I thought I lost my pain…but it found out where I was hiding. -Michele Whitney
Over the past few days, I’ve had a combination of small experiences that got me off balance. They weren’t major experiences, just normal everyday stuff; a disagreement with utility companies; argument with the cable guy, dealing with difficult people over the phone, less than helpful customer service reps, and stuff like that. The experiences weren’t life threatening, and for the most part, have all been resolved. But for some reason, these simple experiences were triggers for me this week. A recovery friend suggested,
When those little things bother you to the point where you’re off balance, take a moment to examine what’s going on, it could be something bigger happening.
I had been coming to what I considered some great theories about my life and some great spiritual awakenings, and was sailing on to the calm waters of acceptance about some things. I was at peace. Things were beginning to look pretty perfect…as perfect as perfect can be in my life.
But I’ve noticed that the problem with this is that I’m often fooling myself in thinking I’m in this “acceptance” phase. For me, there is a thin line that runs between acceptance and giving up. I’m usually more along the lines of giving up when I say I’m at acceptance. At this point I usually have to go back and review recovery step 1:
[Paraphrased] I am powerless over (fill in the blank with whatever is driving me crazy) and when I believe I have power over (person, place, thing, situation that is making me crazy), my life is unmanageable.
Melody Beattie summarizes step 1 this way: “It is acceptance of what is. We can’t change things we can’t control, and trying to do that will make us crazy.”
I think the little triggers…these little things that go wrong remind me that life isn’t always smooth sailing, and that there are so many things I have no control over. I think it brings up issues of the constant uncertainty in my childhood. It reminds me that even though I may feel better at a given moment, I really don’t have it all figured out. I will never have it all figured out. As another recovery friend of mine so eloquently reminded me a few days ago:
When you have it all figured out…that means you’re dead.

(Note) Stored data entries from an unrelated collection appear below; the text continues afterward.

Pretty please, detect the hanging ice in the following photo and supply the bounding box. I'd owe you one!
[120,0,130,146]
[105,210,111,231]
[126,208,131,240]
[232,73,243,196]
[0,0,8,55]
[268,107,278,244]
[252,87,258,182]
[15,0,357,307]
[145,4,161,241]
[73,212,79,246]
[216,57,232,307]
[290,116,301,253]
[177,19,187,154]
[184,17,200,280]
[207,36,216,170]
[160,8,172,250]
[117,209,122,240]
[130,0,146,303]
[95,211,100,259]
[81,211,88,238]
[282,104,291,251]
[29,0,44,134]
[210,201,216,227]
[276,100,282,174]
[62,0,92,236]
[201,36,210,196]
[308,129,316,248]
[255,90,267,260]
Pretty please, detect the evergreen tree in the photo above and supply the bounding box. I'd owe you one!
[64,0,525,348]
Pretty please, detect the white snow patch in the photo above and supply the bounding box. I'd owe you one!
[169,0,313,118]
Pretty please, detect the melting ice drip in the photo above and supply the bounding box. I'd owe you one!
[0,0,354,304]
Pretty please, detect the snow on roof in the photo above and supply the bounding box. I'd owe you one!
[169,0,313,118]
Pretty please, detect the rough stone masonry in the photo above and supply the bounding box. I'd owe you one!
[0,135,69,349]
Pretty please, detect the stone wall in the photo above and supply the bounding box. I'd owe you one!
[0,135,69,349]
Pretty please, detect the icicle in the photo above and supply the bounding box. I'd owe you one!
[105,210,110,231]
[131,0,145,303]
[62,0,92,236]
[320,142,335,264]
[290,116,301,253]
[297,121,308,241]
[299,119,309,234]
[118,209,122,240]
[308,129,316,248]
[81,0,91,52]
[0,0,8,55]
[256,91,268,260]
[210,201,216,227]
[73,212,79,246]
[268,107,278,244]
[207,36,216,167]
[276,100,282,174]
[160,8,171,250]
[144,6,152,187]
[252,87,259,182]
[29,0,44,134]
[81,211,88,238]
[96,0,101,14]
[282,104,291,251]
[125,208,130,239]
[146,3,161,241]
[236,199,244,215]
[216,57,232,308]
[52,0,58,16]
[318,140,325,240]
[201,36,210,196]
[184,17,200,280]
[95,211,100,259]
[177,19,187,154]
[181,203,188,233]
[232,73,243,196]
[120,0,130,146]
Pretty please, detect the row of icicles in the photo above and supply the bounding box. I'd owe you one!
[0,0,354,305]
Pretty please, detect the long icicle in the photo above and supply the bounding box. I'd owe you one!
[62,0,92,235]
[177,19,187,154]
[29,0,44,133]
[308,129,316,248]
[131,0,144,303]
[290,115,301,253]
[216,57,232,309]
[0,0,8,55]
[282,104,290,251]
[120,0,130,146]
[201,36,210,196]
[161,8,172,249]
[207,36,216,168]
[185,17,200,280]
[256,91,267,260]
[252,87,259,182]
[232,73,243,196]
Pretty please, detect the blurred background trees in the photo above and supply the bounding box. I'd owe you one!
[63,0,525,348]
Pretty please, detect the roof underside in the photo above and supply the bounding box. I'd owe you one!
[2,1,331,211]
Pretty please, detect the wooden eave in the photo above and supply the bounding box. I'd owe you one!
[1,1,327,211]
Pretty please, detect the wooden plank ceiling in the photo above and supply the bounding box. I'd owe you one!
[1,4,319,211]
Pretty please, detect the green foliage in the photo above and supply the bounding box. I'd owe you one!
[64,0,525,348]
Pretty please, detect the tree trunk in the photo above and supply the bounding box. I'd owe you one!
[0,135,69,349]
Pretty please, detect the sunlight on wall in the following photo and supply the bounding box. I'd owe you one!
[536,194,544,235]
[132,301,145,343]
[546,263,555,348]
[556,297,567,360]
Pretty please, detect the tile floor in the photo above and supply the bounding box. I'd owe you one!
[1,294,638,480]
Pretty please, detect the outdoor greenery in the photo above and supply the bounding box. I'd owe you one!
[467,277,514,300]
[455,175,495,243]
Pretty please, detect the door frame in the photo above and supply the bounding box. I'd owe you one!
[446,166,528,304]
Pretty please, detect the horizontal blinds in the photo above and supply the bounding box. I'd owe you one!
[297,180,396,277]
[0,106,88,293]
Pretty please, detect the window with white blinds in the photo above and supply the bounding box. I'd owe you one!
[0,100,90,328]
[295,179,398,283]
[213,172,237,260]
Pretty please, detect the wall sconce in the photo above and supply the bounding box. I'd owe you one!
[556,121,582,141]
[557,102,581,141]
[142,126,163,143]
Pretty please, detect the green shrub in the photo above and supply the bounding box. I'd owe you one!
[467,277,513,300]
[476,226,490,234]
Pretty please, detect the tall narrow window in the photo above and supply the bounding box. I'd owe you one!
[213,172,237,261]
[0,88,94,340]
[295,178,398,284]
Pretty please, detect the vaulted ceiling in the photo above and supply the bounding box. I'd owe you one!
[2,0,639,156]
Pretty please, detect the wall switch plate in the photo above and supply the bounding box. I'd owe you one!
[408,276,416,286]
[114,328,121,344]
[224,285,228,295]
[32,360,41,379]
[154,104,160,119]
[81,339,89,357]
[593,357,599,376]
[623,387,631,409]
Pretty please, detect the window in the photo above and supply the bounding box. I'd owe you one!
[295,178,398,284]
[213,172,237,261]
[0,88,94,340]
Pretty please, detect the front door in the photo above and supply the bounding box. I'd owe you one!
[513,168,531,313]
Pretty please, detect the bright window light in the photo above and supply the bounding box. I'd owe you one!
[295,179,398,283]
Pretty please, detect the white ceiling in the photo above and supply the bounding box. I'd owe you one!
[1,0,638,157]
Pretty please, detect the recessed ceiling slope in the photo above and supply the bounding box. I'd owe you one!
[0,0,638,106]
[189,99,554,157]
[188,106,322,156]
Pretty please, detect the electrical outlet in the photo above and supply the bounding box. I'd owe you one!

Okay, so when you put it like that, it makes me really glad that I don’t have it all figured out. But I get so angry at myself, when I think I’ve worked through a particular issue and I still experience emotional pain about it. I get tired of feeling the same stuff over and over again. But then another recovery friend reminded me of something important when she told me,
I think that its beautiful that you are feeling these feelings. Remember, before recovery, we didn’t even do that…we were numb to that stuff.
It always comes back to those darn feelings. So maybe the acceptance is not only for the situations we are trying to accept, but in accepting what and how we feel about them. That’s pretty powerful.
The moral of this blog post: Get yourself some recovery friends, they are pretty amazing. <3
- Beattie, Melody (2009). Codependent No More (Kindle Locations 2752-2753). BookMobile. Kindle Edition.